Pilotlar kabin içine iki ayrı çantayla geldiklerinde birisini baş üstü dolabına koyarlar diğerine ise yanlarına alıp, ayak ucuna, ön koltuğun altına veya güvenli bir yerde tutarlar. Yani iki çantayı birden baş üstü dolaba koymazlar. Böylece baş üstü dolabına başka yolcuların da eşya koyacağını düşünürler. İkinci sebep ise yanlarına aldıkları, ayak ucunda muhafaza ettikleri çantalarına uçakta kullanacakları kişisel eşyalarını koymalarıdır. Bu sayede sık sık koltuklarından kalkmaları gerekmez ve başka yolcuları da rahatsız etmezler. Sık uçan, tecrübeli yolcular da genelde aynı yöntemi uygularlar. Kıymetli eşyalarını ve uçuşta kullanmayı planladıklarını baş üstü dolabına koymazlar, küçük bir çantayla yanlarına alırlar.

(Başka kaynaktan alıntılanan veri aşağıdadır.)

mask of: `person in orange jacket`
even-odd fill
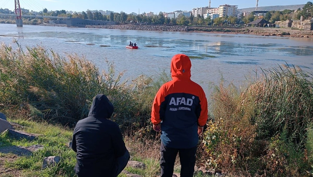
[[[186,55],[172,59],[172,80],[162,85],[156,96],[151,121],[161,134],[161,177],[172,177],[177,153],[181,176],[194,172],[198,135],[208,120],[208,101],[201,86],[190,79],[191,62]]]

Türbülans, atmosferdeki soğuk ve sıcak havanın yer değiştirmesi neticesinde, gökyüzünde seyir esnasında olan uçaklarda sarsıntı olarak kendini gösterir. Türbülans genellikle olumsuz hava şartlarında gerçekleşse de açık bir havada da görülebiliyor. Pilotlar yolcu olarak uçtuğunda bir türbülansla karşı karşıya kaldıklarında sadece kabin ekiplerinin direktiflerini dinlerler. Çünkü pilotlar türbülansı dalgalı bir denizde tekneye binmeye benzetirler. Uçağın türbülansa karşı koyabileceğini bildikleri için de endişelenmezler. Hatta yanlarındaki yolcuları da sakinleştirmeye çalışırlar.
Ülkemizde uçak durmadan ayağa kalkıp, uçak içinde beklemek adeta milli bir spor haline gelmiş durumda. Türk Hava Yolları uçuşlarında çok sık rastlıyorum. Bazen uçak piste teker koyar koymaz baş üstü dolabını açıp, el bagajını alanlar bile oluyor. Oldukça tehlikeli bir hareket. Zira başka yolcuların üzerine düşecek eşyalar ciddi yaralanmalara sebep olabilir. Nitekim yaşanmış hadiseler de var. Ayrıca ayağa kalkan yolcunun da düşüp, yaralanması söz konusu. İşte böyle bir hareketi elbette pilotlar yolculuklarında yapmazlar. Tecrübeli yolcular da bu konuda titiz davranırlar. Pilotlar, uçak körüğe yanaşmadan, kemer ikaz ışıkları sönmeden ve uçak tam anlamıyla park pozisyonuna geçmeden de ayağa kalkmazlar. Kalkanlara da pilot olduklarını hatırlatarak oturmaları gerektiğini ifade ederler. Çünkü uçak hareket halindeyken ani frenler yaşanabilir. ‘Docking Guidance Sistem’ olarak bilinen, havalimanlarında uçağın belirlenen noktada, yolcu köprüsünün kolayca uçağa kenetlenmesi için ani durması gerekebilir. Bu aşamayı pilotlar iyi bilirler. Uçağın bu pozisyonda kurallara uymayarak ayağa kalkan yolcuların yaralanma riski olduğunu bilen pilotlar kesinlikle ayağa kalkmazlar.